Of 2515 contacted pediatric residents, 106 and 102 completed the KS and NS surveys, respectively. For KS, the sensitivity of text description was 48.5% (128 of 264), which was not significantly different from random guessing (odds ratio [OR], 0.94; 95% CI, 0.69-1.29; P = .71). Sensitivity was thus compared for real images vs random guessing (60.3% [188 of 312]; OR, 1.52; 95% CI, 1.15-2.00; P = .003) and 2 types of generative AI images vs random guessing (57.0% [212 of 372]; OR, 1.32; 95% CI, 1.04-1.69; P = .02 and 59.6% [193 of 324]; OR, 1.47; 95% CI, 1.12-1.94; P = .006) (denominators differ according to survey responses). The sensitivity of the NS text-only description was 65.3% (196 of 300). Compared with text-only, the sensitivity of the real images was 74.3% (205 of 276; OR, 1.53; 95% CI, 1.08-2.18; P = .02), and the sensitivity of the 2 types of images created by generative AI was 68.0% (204 of 300; OR, 1.13; 95% CI, 0.77-1.66; P = .54) and 71.0% (247 of 328; OR, 1.30; 95% CI, 0.92-1.83; P = .14). For specificity, no intervention was statistically different from text only. After the interventions, the number of participants who reported being unsure about important diagnostic facial features decreased from 56 (52.8%) to 5 (7.6%) for KS (P < .001) and 25 (24.5%) to 4 (4.7%) for NS (P < .001). There was a significant association between confidence level and sensitivity for real and generated images.
In this study, real and generated images helped participants recognize KS and NS; real images appeared most helpful. Generated images were noninferior to real images and could serve an adjunctive role, particularly for rare conditions.
儿科住院医师缺乏标准化的遗传学培训,加上医学遗传学家的短缺,需要创新的教育方法。
比较儿科住院医师在接受 4 种教育干预措施之一(包括生成式人工智能方法)后对歌舞伎综合征(KS)和努南综合征(NS)的识别能力。
设计、设置和参与者:本比较效果研究使用生成式 AI 创建了 KS 和 NS 儿童的图像。从 2022 年 10 月 1 日至 2023 年 2 月 28 日,美国儿科住院医师通过网络调查获得了这些图像,以评估这些图像是否有助于他们识别遗传状况。

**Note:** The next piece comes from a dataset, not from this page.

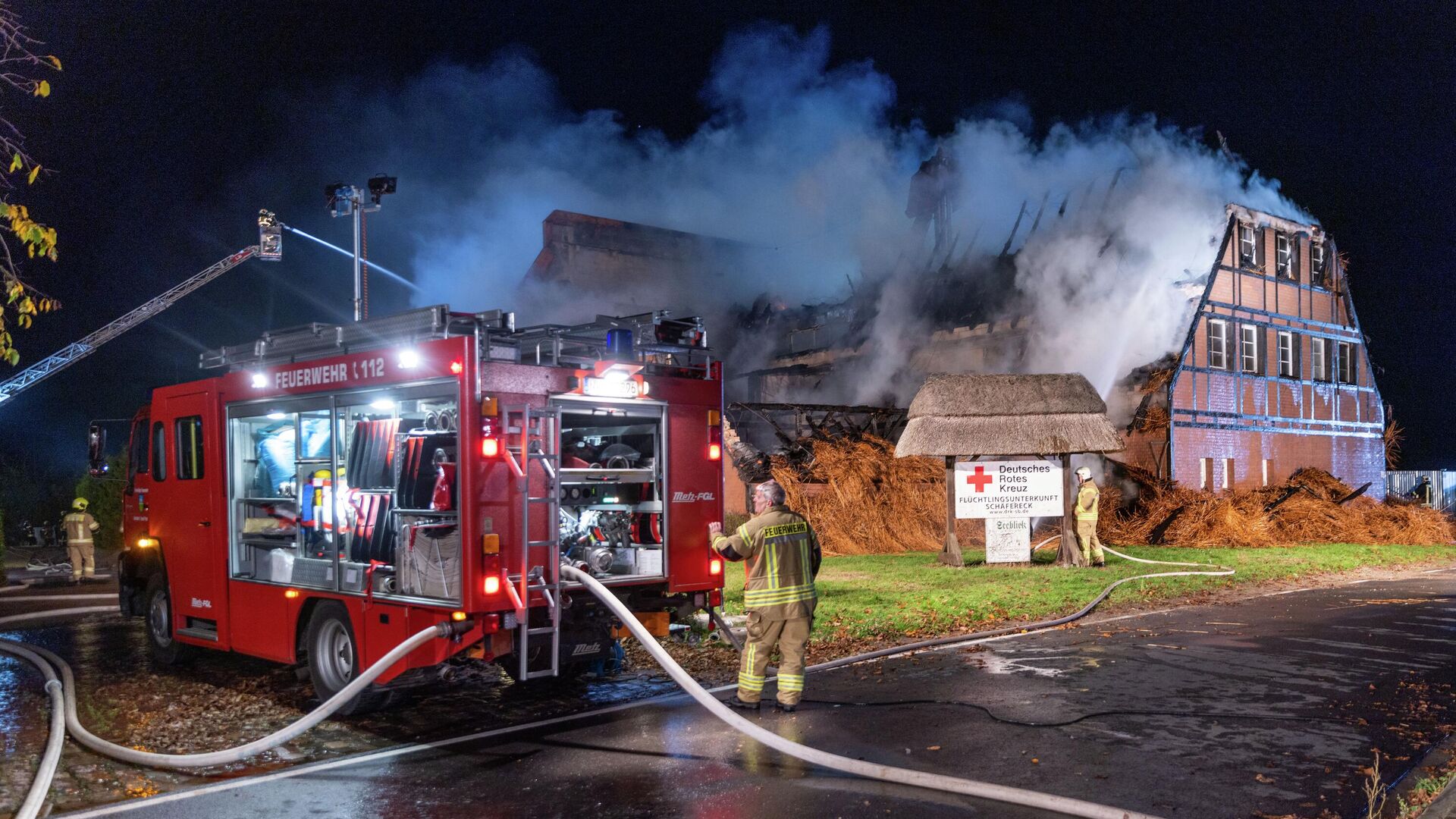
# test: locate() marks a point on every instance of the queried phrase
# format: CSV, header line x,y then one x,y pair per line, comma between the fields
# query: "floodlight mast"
x,y
348,200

参与者在接触到 4 种教育干预措施之一(纯文本描述、真实图像和 2 种由生成式 AI 创建的图像)后对 20 张图像进行分类。
将教育干预措施与准确性和自我报告的信心相关联。
在联系的 2515 名儿科住院医师中,106 名和 102 名分别完成了 KS 和 NS 调查。对于 KS,文字描述的敏感性为 48.5%(264 个中的 128 个),与随机猜测没有显著差异(比值比 [OR],0.94;95%置信区间 [CI],0.69-1.29;P=0.71)。因此,将真实图像与随机猜测(60.3%[188 个中的 188 个];OR,1.52;95%CI,1.15-2.00;P=0.003)和 2 种生成式 AI 图像与随机猜测(57.0%[372 个中的 212 个];OR,1.32;95%CI,1.04-1.69;P=0.02 和 59.6%[324 个中的 193 个];OR,1.47;95%CI,1.12-1.94;P=0.006)进行比较(分母根据调查回答而有所不同)。KS 的纯文本描述的敏感性为 65.3%(300 个中的 196 个)。与纯文本相比,真实图像的敏感性为 74.3%(276 个中的 205 个;OR,1.53;95%CI,1.08-2.18;P=0.02),2 种由生成式 AI 创建的图像的敏感性为 68.0%(300 个中的 204 个;OR,1.13;95%CI,0.77-1.66;P=0.54)和 71.0%(328 个中的 247 个;OR,1.30;95%CI,0.92-1.83;P=0.14)。对于特异性,没有一种干预措施与纯文本有统计学差异。在干预措施后,认为重要诊断面部特征不确定的参与者人数从 KS 中的 56 名(52.8%)减少到 5 名(7.6%)(P<.001),NS 中的 25 名(24.5%)减少到 4 名(4.7%)(P<.001)。信心水平与真实和生成图像的敏感性之间存在显著关联。
在这项研究中,真实和生成的图像有助于参与者识别 KS 和 NS;真实图像似乎最有帮助。生成图像与真实图像相当,可以作为辅助手段,特别是对于罕见情况。